Clogged heatbreak
I’ve started using a filament oiler. No more clogs.
Plus, my prints smell like french fries.
Small (1cm^3) box with a piece of foam in it, and two holes. Route the filament through it, drop some oil in occasionally. I’m using vegetable oil because it’s what I had on hand, but at some point I’ll get some mineral oil or some three in one. Works like a hot damn.
@Patrick_Ryan wouldn’t the oil impact layer to layer adhesion?
I’ve used some oil to season my E3D when I started jamming on t-glase a lot, but that was more of a one off.
@Oliver_Seiler I considered that as a possibility, but it doesn’t seem to. We’re not talking about a lot of oil, after all.
Molten plastic is denser than oil, so the oil tends to “float” on top of the transition zone and not get blown out the nozzle. So it doesn’t really affect print adhesion and you only need a little dab for hundreds of hours of printing.

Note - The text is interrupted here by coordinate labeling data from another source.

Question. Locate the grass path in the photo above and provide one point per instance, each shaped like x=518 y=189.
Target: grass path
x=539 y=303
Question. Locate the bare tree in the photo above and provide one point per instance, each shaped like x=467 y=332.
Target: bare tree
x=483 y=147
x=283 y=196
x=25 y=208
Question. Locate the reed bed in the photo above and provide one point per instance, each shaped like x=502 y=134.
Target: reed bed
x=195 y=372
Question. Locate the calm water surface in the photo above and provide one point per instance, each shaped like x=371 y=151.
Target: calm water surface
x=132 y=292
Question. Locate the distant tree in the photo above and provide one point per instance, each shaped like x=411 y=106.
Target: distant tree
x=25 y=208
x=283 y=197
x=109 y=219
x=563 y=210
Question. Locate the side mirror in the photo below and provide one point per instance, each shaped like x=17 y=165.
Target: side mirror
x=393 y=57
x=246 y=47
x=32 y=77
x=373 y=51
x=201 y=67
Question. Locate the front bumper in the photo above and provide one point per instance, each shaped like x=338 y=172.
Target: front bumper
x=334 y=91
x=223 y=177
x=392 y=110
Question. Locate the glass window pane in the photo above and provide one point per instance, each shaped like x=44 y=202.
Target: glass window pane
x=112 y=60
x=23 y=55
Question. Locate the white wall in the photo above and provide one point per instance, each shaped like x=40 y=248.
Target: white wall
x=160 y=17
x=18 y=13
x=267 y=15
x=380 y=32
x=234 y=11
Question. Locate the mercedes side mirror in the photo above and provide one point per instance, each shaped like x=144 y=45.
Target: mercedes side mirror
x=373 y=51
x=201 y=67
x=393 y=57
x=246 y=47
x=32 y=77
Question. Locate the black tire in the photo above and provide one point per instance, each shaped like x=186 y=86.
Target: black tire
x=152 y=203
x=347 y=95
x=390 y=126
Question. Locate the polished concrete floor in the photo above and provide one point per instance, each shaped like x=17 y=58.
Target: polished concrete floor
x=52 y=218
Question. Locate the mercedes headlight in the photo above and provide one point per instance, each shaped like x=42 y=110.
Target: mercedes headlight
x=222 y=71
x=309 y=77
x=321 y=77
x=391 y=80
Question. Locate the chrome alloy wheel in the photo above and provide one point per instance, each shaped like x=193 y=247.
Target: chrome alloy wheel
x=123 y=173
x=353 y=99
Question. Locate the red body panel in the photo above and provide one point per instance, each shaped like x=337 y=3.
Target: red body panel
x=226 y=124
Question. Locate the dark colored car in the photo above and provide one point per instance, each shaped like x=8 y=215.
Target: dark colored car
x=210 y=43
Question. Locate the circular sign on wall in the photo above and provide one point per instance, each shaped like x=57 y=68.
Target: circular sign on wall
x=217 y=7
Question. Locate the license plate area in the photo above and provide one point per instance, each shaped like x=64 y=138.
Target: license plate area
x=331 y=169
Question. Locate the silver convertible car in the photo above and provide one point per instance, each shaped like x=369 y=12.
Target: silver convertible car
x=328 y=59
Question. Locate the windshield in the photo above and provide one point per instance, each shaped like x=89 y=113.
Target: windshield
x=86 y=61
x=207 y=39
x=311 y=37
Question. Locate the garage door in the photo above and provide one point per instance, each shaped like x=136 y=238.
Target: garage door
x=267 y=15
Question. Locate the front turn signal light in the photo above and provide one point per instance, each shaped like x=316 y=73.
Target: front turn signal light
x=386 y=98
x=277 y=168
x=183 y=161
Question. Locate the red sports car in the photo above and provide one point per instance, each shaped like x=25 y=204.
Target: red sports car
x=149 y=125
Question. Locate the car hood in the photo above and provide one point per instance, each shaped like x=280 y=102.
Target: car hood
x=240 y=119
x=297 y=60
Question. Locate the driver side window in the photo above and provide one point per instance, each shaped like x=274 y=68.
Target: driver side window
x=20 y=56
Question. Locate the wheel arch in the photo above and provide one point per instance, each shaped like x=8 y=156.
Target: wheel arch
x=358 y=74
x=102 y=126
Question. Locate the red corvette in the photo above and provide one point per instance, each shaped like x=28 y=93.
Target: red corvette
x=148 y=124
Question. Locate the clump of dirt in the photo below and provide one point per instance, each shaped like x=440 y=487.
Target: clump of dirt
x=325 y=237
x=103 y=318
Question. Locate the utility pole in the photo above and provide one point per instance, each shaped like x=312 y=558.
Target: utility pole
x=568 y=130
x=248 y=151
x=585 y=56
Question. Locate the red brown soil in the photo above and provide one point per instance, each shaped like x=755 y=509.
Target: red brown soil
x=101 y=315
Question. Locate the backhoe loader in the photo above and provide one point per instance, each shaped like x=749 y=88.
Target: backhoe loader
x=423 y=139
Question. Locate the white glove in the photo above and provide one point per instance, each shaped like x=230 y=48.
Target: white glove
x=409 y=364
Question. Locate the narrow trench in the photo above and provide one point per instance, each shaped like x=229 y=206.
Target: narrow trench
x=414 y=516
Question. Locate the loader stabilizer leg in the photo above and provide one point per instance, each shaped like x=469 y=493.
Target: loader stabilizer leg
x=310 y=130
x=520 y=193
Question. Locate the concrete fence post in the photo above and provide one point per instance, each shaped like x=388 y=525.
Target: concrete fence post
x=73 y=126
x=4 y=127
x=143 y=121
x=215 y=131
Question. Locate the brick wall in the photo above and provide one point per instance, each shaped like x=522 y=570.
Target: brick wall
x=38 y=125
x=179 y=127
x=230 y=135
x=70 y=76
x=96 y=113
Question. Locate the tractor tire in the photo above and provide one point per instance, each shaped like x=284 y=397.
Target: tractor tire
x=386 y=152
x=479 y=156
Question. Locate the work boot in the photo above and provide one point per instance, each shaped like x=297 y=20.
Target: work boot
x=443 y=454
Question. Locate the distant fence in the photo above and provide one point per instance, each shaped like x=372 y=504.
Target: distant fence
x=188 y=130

Hmmm I may try this. Must be the pla I’m using
@Zane_Mitchell After I started doing it, I went back to some of the PLA I had had problems with (e.g. an orange one with metallic flecks) and it ran tickity-boo. I will now never run without an oiler.
Abs is far better then this stuff. I going to print a piece to oil the pla in abs prob. I have never had such bad problems even with pla I’ve had before.
If you have an old cable with a removable choke cover, use that and put a piece of foam in it.